Traffic-Insensitive Scheduling Design in Wireless Networks

The rapid growth of smart phones as well as other intelligent wireless devices generates significant amount of diversified traffic ranging from sending warning messages to watching online videos over wireless networks such as cellular networks, Internet of Things, and cyber-physical systems. Such wide range of traffic calls for the development of wireless algorithms with traffic-insensitive performance in the sense that the network performance (such as throughput and latency) does not depend on the distribution of network traffic except the mean traffic load. This is tremendously valuable in the presence of highly heterogeneous wireless applications. In this talk, we will discuss the recent progress and research challenges in developing such wireless scheduling algorithms.

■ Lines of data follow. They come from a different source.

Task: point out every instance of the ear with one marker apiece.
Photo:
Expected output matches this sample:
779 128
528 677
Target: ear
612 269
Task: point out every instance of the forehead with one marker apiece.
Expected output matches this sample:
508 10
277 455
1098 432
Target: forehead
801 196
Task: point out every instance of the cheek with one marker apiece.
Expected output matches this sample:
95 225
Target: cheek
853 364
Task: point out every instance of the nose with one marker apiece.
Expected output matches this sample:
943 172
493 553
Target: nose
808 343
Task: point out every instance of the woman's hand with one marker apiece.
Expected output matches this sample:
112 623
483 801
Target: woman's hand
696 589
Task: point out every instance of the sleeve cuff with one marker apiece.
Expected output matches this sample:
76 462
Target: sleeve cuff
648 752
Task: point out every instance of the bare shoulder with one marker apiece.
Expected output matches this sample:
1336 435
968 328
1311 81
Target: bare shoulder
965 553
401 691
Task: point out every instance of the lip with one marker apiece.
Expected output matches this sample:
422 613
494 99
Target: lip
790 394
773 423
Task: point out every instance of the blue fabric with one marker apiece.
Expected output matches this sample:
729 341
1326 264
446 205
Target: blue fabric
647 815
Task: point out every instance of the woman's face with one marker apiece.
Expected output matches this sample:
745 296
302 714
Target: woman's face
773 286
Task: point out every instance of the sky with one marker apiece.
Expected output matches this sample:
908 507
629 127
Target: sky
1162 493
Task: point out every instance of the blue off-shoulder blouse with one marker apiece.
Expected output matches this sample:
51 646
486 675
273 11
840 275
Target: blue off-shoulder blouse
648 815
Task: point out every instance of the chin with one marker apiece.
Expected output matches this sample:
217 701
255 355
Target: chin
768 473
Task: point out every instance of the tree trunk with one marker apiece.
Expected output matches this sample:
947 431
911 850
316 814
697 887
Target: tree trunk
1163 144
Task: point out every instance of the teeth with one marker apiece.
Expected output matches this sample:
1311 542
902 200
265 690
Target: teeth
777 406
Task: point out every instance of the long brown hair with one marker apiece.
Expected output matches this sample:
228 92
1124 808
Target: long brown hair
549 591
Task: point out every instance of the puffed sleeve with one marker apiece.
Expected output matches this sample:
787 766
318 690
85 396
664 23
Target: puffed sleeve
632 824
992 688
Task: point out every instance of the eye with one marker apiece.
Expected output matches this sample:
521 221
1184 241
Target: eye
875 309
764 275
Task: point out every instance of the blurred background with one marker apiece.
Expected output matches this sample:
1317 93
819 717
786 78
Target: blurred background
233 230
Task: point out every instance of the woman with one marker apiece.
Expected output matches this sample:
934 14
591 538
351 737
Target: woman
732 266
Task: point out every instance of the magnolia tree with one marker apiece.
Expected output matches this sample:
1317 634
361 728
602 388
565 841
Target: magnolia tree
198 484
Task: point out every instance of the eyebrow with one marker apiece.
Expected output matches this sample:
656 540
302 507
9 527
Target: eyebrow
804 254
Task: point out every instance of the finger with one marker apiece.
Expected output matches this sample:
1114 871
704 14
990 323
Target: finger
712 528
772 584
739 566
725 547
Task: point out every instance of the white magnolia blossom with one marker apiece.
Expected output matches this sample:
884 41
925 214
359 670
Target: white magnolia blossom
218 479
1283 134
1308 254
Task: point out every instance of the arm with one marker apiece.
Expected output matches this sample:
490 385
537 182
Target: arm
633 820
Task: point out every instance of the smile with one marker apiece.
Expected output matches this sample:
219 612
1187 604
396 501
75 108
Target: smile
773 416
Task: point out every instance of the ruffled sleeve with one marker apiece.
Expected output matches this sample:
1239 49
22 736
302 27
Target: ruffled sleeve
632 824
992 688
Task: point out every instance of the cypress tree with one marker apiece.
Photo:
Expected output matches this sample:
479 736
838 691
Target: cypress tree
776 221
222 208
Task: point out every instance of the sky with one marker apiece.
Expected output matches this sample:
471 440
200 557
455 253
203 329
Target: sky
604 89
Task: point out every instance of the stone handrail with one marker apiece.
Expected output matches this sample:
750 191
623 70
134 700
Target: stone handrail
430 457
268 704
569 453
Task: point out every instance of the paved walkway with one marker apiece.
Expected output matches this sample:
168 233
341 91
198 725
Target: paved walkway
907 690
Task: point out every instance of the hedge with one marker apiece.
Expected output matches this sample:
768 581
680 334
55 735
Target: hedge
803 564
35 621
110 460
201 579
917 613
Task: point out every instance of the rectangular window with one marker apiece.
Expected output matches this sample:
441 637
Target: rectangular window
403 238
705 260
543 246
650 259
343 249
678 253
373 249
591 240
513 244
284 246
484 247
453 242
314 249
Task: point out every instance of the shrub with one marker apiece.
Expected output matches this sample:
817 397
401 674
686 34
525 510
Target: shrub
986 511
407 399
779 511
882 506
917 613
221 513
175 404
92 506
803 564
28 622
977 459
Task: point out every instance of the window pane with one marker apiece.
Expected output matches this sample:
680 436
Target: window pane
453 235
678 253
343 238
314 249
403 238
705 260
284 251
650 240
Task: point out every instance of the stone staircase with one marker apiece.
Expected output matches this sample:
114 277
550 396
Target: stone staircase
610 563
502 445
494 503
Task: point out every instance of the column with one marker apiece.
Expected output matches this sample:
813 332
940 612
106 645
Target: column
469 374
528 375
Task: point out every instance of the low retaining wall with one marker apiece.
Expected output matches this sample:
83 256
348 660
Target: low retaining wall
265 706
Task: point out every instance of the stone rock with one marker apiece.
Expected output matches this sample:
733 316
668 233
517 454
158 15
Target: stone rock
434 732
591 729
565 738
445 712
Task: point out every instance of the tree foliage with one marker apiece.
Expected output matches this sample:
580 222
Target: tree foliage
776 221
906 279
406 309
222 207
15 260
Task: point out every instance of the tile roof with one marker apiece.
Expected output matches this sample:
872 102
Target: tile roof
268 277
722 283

Bin Li received his B.S. degree in Electronic and Information Engineering in 2005, M.S. degree in Communication and Information Engineering in 2008, both from Xiamen University, and Ph.D. degree in Electrical and Computer Engineering from The Ohio State University in May 2014. Between June 2014 and August 2016, he was a Postdoctoral Researcher working with Prof. R. Srikant in the Coordinated Science Lab at the University of Illinois at Urbana-Champaign. In August 2016, he joined the University of Rhode Island as an assistant professor in the Department of Electrical, Computer and Biomedical Engineering. His research spans wireless networks, virtual and augmented reality, fog computing, and age-of-information. In particular, his research utilizes mathematical tools from stochastic processes, optimization, control, and algorithms to understand fundamental performance limits of complex network systems, and develop efficient, adaptable, and scalable algorithms for diverse applications.